I think corporate sales are also a significant amount of Microsoft’s revenue and how many companies that you know upgraded to Vista? OTOH, that could lead to a high demand for Windows 7 because you are not going to see mass numbers of companies switching to OS X.


This is just market forces coming to bear on Microsoft.

The alternative to a lower price and being on netbooks with Windows 7 is to keep the price as high as it is and not be on netbooks.

Microsoft had an opportunity to make a lightweight OS for use on UMPCs before netbooks came out. UMPCs did not sell well because their price was high and did not always have the specs to smoothly run Vista.

Any complaints from MS is just sour grapes, and that don’t feed the fox.



This is actually after effects of Vista.

Vista is too bloated for netbooks (and even low end PC’s) so Linux or XP are not only preferred, in many cases it is the only OS that can run on these low spec machines.

Combine this with VERY strong growth in the mac market (mid to high-end PC) and this spells danger for MS in the consumer end of things.


Well I’m no expert on this sort of stuff but MS don’t charge big OEM’s that much for Windows licenses (maybe about $30-$50 per PC) but I wouldn’t be surprised if they dropped the price to get XP onto Netbooks when they started to take off. That probably explains why they have so many restrictions on the hardware specs for a Netbook’s XP license.

Now when WIndows 7 comes out, I’d expect that they will charge the same for a Netbook license as for any other PC and the OEMs will simply pass this on to the customer. Nobody would complain if a $300 Netbook suddenly costs $330 and comes with the latest and greatest version of Windows.

Anyway, this is all idle speculation on my part.

BTW Scotty, there’s no need to attack foreign workers. They’re people too and have as much right to a job as you do. If a corporation like MS can move their business and money around the world then there’s no good reason why individual workers shouldn’t be able to do the same. Just because times are getting tough doesn’t mean that it’s necessary to resort to racism.

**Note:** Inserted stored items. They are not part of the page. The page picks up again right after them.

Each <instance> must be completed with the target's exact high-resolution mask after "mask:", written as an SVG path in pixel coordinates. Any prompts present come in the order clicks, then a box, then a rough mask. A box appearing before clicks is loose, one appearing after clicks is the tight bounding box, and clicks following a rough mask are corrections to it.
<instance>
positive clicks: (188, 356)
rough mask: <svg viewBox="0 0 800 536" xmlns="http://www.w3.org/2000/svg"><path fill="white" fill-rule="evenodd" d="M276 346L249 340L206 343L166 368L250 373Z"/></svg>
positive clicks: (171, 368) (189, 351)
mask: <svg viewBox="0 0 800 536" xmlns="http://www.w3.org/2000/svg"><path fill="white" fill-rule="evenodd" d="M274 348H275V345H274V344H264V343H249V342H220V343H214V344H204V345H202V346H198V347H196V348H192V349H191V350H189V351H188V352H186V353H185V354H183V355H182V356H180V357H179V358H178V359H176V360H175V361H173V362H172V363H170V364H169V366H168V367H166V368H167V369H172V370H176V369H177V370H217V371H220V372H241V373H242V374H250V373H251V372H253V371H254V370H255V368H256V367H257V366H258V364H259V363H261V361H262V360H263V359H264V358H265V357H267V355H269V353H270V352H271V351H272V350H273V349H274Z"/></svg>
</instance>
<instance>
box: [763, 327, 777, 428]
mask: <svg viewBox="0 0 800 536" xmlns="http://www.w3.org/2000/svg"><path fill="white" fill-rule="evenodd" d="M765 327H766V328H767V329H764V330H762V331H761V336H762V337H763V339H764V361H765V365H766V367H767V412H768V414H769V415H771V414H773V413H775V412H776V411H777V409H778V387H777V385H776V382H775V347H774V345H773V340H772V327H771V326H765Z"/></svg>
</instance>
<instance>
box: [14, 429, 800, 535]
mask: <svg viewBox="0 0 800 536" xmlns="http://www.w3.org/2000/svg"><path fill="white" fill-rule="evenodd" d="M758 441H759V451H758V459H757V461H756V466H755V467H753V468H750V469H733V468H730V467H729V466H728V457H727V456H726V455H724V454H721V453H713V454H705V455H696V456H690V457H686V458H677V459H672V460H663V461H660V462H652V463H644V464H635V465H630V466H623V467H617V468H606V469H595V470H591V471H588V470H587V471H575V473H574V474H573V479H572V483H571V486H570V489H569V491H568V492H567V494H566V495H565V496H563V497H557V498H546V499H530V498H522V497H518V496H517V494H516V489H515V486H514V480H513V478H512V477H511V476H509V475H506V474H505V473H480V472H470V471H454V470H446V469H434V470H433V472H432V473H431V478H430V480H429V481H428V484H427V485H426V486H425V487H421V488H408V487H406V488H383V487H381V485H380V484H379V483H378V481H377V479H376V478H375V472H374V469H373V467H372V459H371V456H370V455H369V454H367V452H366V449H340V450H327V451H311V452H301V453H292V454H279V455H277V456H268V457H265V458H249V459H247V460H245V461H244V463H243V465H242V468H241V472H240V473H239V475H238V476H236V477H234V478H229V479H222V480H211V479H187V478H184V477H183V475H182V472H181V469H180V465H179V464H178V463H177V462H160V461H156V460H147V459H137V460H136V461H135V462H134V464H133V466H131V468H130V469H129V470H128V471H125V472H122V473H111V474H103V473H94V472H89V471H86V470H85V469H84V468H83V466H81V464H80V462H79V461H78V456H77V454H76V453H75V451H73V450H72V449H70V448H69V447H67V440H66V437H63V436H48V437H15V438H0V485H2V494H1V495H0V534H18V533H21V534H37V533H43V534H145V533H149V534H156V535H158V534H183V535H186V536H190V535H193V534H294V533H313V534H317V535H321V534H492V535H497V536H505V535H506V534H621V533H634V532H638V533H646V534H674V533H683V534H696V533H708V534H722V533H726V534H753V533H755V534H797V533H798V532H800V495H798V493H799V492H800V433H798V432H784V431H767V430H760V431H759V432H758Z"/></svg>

I think you misread – the layoffs are mostly expected in R&D, IT, and other “overhead” areas, not Entertainment and Devices.


They have a word for companies that can’t adjust to changing business conditions: bankrupt.

I don’t know any other phrase for when a company has to confront the reality that perhaps they’ve been charging too much and their consumers have reacted except: bulls make money, bears make money but hogs get slaughtered.

And I’m wondering how many H1-B workers got cut with this action? Kind of hard to explain how you’re continuing to employ alien workers that are supposedly on the payroll because you couldn’t find enough skilled local labor… when you’re making local labor available by laying it off.